Apple probably hasn’t sued because Apple is using it’s granted patents being violated by other manufacturers to offset the patents Apple is claimed to be violating and one hand washes the other and no fuss no muss!
In most cases it is not worth suing. By the time the case gets decided newer technology has superseded the litigated one and the point is lost.
Rot’n is probably right that these can be used as bargaining tools.
Apple’s method of beating the competition is to continue to innovate so that the others are always playing catch up. It also gives them an advantage in that because their volume is higher for most of these products and have been shipping for longer, their component and manufacturing costs are lower.
In this business it literally pays to be smart and ahead of the curve.
@Rot’nApple: You’re wrong. That’s a ridiculous argument. There is no offsetting violations in patent law. You either violate or you don’t.
Apple can’t patent a touchscreen device. It’s the multi-touch gestures and UI that Apple is patenting. So other companies can have touchscreen devices, but they can’t use the same input methods Apple has patented.
What will be interesting is how Apple protects Multi-Touch. I’ve seen ads for other products which use the pinch to zoom gesture; I assume that’s covered by Apple’s patents (but maybe not).
Also, the patent protection process is not just, “Hey, there’s a violation, slap a lawsuit on them!” You have to go through a notification process first. Apple may very well be doing that and preventing such violations in the first place.
Companies like Nokia, Google, etc. aren’t going to publish letters from Apple demanding they stop infringing on Apple’s patents. This is all handled behind closed doors. It’s very different from some blogger on an Apple rumors site who gets a cease and desist letter from Apple legal and feels they have to shout it to the world that they’re big enough to get noticed. Companies with shareholders don’t want publicity for alleged patent violations; those get very expensive and affect profits.

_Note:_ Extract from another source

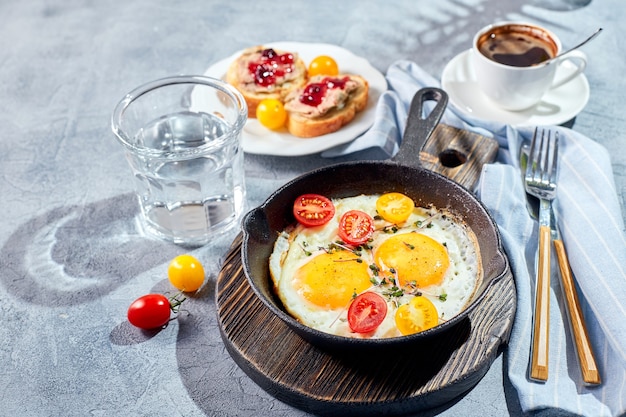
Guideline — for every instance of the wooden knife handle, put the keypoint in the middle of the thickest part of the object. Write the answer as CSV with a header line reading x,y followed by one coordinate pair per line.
x,y
588,366
541,323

It’s all a chess game. Company X sues Apple for patent infringement and Apple sues them back. In the end, they agree on terms to license each other’s tech.
I do wonder sometimes how, if the iPhone had 200 patents on it, some of the phones out there are allowed to exist without legal challenge.

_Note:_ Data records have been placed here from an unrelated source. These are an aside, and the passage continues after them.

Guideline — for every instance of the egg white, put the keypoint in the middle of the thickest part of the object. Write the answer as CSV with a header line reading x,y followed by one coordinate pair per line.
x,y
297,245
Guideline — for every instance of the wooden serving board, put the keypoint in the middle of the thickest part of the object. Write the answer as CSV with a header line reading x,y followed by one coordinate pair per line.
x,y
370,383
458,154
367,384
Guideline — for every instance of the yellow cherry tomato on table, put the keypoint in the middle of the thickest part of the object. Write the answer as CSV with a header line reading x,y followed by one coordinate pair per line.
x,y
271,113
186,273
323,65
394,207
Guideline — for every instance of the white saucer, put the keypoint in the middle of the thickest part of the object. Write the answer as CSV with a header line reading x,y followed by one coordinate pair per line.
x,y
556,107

Has there ever been an article put together that explains just what those patents are and whether any of these knock-off touchscreen phones are violating any of them?
What most troubles me is the “pinch to zoom” stuff that is now available on some phones and I believe is also built into the Windows 7 series browser. Anyone?
Did MS patent ‘CommonTouch?”
Who cares not like they are going to use it.
http://www.bing.com When it comes to decisions that matter, Bing & Decide
@ I’m a PC
You are a typical windows troll. With your grasp of grammar, I would guess you dropped out of high school when you turned 22.
Bloomfield:
; )
Apple may have some patents, but they are very narrow and one looking at the prior art list for any of Apple patent will realize that Apple could even use it for themselves without violating others patents filed way before Apple learned how to spell t-o-u-c-h. Another words, Apple patents are on top of the pyramid of other patents. Having patent on top of others patents does not grant any rights on patents below it (also knows as “prior art”).
It’s also possible (though highly unlikely) that Apple hasn’t sued these manufacturers that are seemingly infringing on their patents because they *perhaps* licensing the technology from Apple.
I know it sounds crazy, but not any crazier than the other conspiracy theories floating around here these days.
I clicked the first link. Looks like they test their patents with humanoids with alien hybrid fingers!